Kau
lihat sahabat, indahnya bulan purnama semalam? Ia mendominasi langit. Tak ada
bintang. Bulat utuh sang bulan dengan warnanya yang..., jingga. Ah, jingga? Aku
tak tahu. Seperti itulah yang kulihat. Ia sedikit berbeda dari biasanya.
Tapi
penglihatanku terbatas. Begitu banyak rumah di kota ini. Pandanganku terhalangi.

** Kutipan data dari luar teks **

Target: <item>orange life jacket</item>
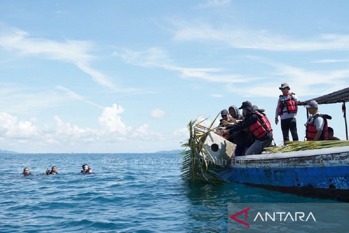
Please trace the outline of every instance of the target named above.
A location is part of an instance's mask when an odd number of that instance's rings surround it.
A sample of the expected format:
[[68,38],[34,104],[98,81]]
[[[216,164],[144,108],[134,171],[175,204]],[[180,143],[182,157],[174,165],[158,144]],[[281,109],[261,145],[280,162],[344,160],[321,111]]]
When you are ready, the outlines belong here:
[[297,110],[298,110],[298,107],[296,104],[296,101],[292,99],[291,96],[292,95],[294,95],[295,93],[291,93],[287,95],[287,99],[284,100],[283,97],[284,96],[281,95],[280,96],[279,99],[279,108],[278,114],[279,116],[281,116],[284,112],[286,112],[284,111],[284,108],[286,107],[287,112],[289,113],[297,113]]
[[305,138],[307,141],[313,141],[315,138],[315,135],[317,130],[316,126],[314,125],[315,119],[319,117],[322,117],[324,118],[324,128],[321,135],[319,138],[319,141],[327,141],[328,136],[328,125],[327,125],[327,115],[325,114],[318,114],[314,117],[314,119],[310,123],[308,123],[309,120],[307,122],[306,129],[305,130]]
[[248,129],[255,137],[259,139],[273,131],[272,125],[266,116],[259,112],[253,114],[257,116],[258,119],[248,126]]

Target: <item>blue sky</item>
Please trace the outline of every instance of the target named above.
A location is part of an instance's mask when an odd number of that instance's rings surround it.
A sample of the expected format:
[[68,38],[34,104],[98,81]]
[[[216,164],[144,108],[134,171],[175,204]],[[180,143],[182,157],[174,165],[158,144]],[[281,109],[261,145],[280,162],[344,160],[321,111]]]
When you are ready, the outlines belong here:
[[[0,148],[180,148],[190,120],[246,100],[273,121],[347,87],[347,1],[0,1]],[[321,105],[345,139],[341,104]],[[303,138],[305,110],[297,116]],[[273,124],[277,144],[280,125]]]

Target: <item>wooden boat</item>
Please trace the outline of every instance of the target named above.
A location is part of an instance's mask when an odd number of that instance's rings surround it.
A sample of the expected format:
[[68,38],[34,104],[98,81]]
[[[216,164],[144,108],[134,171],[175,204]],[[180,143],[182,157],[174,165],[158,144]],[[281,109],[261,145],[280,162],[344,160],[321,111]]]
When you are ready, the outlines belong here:
[[[349,88],[304,101],[302,105],[313,100],[319,104],[343,103],[348,140],[345,103],[349,100]],[[220,138],[215,137],[215,147],[227,144],[224,138]],[[209,143],[206,141],[205,146]],[[229,153],[226,155],[231,157]],[[216,174],[226,182],[349,202],[349,146],[232,156],[225,168]]]

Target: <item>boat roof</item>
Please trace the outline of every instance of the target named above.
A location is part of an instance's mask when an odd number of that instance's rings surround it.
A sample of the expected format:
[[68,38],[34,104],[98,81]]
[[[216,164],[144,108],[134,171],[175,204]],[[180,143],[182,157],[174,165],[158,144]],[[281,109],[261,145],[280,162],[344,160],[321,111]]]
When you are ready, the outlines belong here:
[[311,100],[315,100],[319,104],[349,102],[349,87],[332,93],[302,101],[300,105],[306,105]]

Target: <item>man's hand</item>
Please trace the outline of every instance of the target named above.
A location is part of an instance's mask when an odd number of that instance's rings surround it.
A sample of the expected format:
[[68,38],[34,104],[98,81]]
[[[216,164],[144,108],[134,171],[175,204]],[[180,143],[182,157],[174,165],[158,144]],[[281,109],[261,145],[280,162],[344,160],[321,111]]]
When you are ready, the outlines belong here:
[[222,136],[224,133],[227,133],[229,132],[229,130],[221,130],[219,132],[218,132],[218,134]]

Tidak seperti di kampung. Aku dengan bebasnya dapat menikmati keagungan Allah
ini. Kalau pun bulan seperti tersembunyi di balik dedaunan, ia tetaplah indah.
Dan
aku..., teringat akan cinta. Pantaskah aku berbicara cinta? Tentu! Itu hakku. Cinta.
Cinta.
Cinta...,
di sini aku dapat menikmati indahnya langit sepuasku. Semalaman. Bagaimana dengan
saudara-saudaraku di luar sana...??? ketakutan pasti masih menjadi selimut
malam ini.
Cinta...,
mereka dapat meraih surga dengan berjihad, mengorbankan nyawa untuk menegakkan
islam di sana. Sedangkan aku di sini...????
Cinta...,
mereka dapat segerra berjumpa Allah dan rasulnya dalam keadaan mulia. Aku...???!!!
Ah,
cinta..., mereka merasakan betapa indahnya ukhwah saat sama-sama berperang
fisabilillah. Dan..., aku..?!!!
Cinta,
aku mencintai Allah dan rasulnya. Aku mencintai mereka. Aku cinta.... bantulah
aku merealisasikannya.
Sebenarnya..,
memang tak perlu ada sesalku di sini. Setiap muslim diuji dengan cara yang
berbeda. Berbagai kenikmatan di dalam negeri ini, itulah ujian bagi kami. Sekuat
apa kami mampu bertahan dan berlari dari kelenaan dunia, itulah cobaan bagi
kami. Dan ini hanya sebagian kecil dari banyaknya ujian yang harus dihadapi ke
depannya.
Allah...,
jadikanlah kami di antara orang-orang yang istiqomah.